W piątkowy wieczór w sali koncertowej Państwowej Szkoły Muzycznej płoccy melomani usłyszeli utwory, które stworzyli skandynawscy kompozytorzy. Był wśród nich Lars Erik Larsson, szwedzki kompozytor, jeden z czołowych przedstawicieli szwedzkiego neoklasycyzmu, twórca muzyki filmowej i teatralnej. Skomponowaną przez niego „Suitę pastoralną” w brawurowy sposób wykonali płoccy symfonicy pod batutą Jacka Rogala. Kolejnym kompozytorem był Duńczyk, Carl August Nielsen, którego „Koncert fletowy” wykonał z niezwykłą wirtuozerią Łukasz Długosz, polski flecista, wielokrotny laureat prestiżowych konkursów polskich i zagranicznych. Za swój występ w Płocku otrzymał od publiczności ogromne brawa, jak najbardziej zasłużone. Po przerwie, w Krainę Lodu melomanów przeniosły „Tańce symfoniczne” w wykonaniu Płockiej Orkiestry Symfonicznej, a skomponowane przez Edvarda Hagerupa Griega, kompozytora, pianistę i dyrygenta norweskiego, który pochodził ze Szkocji. Jego utwory charakteryzuje powiązanie z literaturą oraz skandynawskim folklorem muzycznym.

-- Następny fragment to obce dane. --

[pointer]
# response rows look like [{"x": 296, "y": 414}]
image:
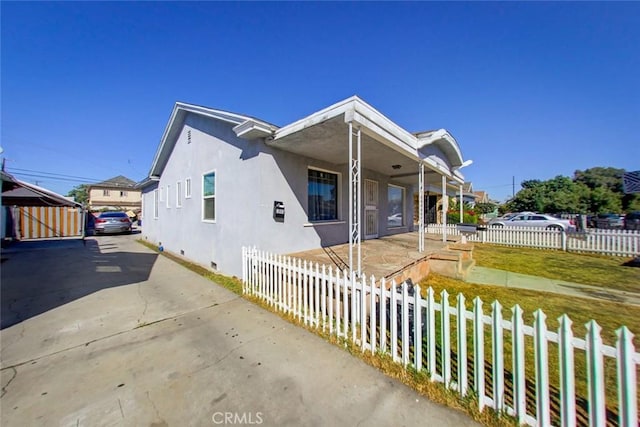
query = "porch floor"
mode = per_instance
[{"x": 381, "y": 257}]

Dodatkową atrakcją koncertu była Wielka Lodowa Wystawa Fotograficzna, którą można było podziwiać w holu Państwowej Szkoły Muzycznej. Na wystawie znalazły się zdjęcia Elżbiety Dzikowskiej, Konrada Koniecznego i Marcina Jakubowskiego.
Płocka Orkiestra Symfoniczna godnie pożegnała zimę, teraz czas na kolejne, wiosenne koncerty. Pierwszy odbędzie się już 10 kwietnia. I od razu z niezwykłym wykonawcą w roli głównej, bo z samym Grzegorzem Turnauem, piosenkarzem, kompozytorem i pianistą. Płocczanom artysta zaprezentuje swoje największe przeboje, tj. „Między ciszą a ciszą”, „Bracka” czy „Cichosza”.